Virginia and the Politics of Unpredictability

Virginia’s rightward shift should surprise no one and cements the state as solidly purple.

(President Donald Trump, left, rallies with Virginia Governor Glenn Youngkin, right | SOURCE: WRIC Richmond)

Remember the 2019 Virginia elections, when the Democratic Party captured the Virginia General Assembly, in addition to holding every elected statewide office in the Commonwealth?

Out came a flurry of optimism over the permanence of Virginia’s political shift, exemplified by the New York Times opinion “What Democrats Should Do Now That They Have Turned Virginia Blue.”

Yet, half a decade later, after three Republican wins in state executive races and a Republican rebound in 2024’s presidential and senatorial elections, it is clear many forgot that Virginia’s politics defies simple characterization.

Virginia has consistently vacillated between political affiliations this century.

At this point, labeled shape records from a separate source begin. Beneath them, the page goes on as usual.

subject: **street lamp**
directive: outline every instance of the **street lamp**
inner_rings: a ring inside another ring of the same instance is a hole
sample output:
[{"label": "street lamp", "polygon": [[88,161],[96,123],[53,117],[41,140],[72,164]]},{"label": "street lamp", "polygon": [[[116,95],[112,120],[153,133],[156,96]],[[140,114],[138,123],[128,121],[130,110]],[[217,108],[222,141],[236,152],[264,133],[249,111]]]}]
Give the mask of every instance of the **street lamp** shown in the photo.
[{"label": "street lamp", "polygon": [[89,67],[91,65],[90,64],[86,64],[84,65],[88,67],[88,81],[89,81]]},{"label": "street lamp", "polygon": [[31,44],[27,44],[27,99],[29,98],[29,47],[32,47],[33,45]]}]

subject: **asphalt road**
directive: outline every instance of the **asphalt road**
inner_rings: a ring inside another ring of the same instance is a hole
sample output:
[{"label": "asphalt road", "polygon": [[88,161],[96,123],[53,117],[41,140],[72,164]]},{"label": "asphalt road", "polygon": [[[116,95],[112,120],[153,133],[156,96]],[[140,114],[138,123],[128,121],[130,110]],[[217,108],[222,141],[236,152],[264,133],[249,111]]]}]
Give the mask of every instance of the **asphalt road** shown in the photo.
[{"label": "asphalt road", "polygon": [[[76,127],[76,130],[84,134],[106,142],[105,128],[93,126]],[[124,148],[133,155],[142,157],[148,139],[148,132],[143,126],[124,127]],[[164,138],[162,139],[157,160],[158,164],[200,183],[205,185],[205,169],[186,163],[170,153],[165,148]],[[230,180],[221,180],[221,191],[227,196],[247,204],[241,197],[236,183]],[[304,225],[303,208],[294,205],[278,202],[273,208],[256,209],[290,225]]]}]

Since 2001, Democrats and Republicans have each won nine out of 18 elections for state executive offices.

Democrats have prevailed in four out of six gubernatorial races, with the parties splitting the lieutenant governorship and Republicans taking four attorney general races. Over that period, the average statewide race for governor, lieutenant governor, and attorney general favored Republicans by just over a point. 

Yet, this obscures the fact that Virginia had been a solidly Republican state for a brief period at the end of the twentieth century. Now, Republicans have failed to win a U.S. Senate election in Virginia in 22 years.

The twenty-first century ushered in a Virginia that is highly competitive in the General Assembly and statewide executive elections, yet consistently votes Democratic in presidential and senatorial races.

While there have been too many changes within the parties and the Commonwealth itself to link this development to any one factor, Virginia’s geography provides important context. The evolving political alignment of Virginia can be tied to the shift in the political leanings and influence of three of the Commonwealth’s regions.

In southwestern Virginia, there has been a large-scale party switch by Democratic voters to the Republican Party. In the rural center of the state, Republicans have experienced a notable increase in turnout, with the turnout of Democratic voters staying stagnant.

Northern Virginia, particularly the D.C. metro area, is the inverse of the southwest, with booming population growth bringing new Democratic voters, as well as many Republicans switching parties. Finally, the Commonwealth’s large cities, particularly those with high African American populations, were and have continued to be dominated by Democrats.

Southwestern Virginia was not always intensely Republican. Buchanan County, on the tri-state border of Virginia, West Virginia, and Kentucky, voted Democrat in the 2000 and 2004 presidential elections, then proceeded to hand Republican Donald Trump over 80% of its vote in 2020 and 2024.

(Grundy, Virginia, the county seat of Buchanan County | SOURCE: The New York Times)

Buchanan County is an example of dwindling Appalachian support for the Democratic Party. The decline in Democratic votes in Buchanan County has far outpaced the county’s population decline. Republicans had gained voters despite the population loss until a slight decrease in vote total, but not vote share, in the 2024 presidential election.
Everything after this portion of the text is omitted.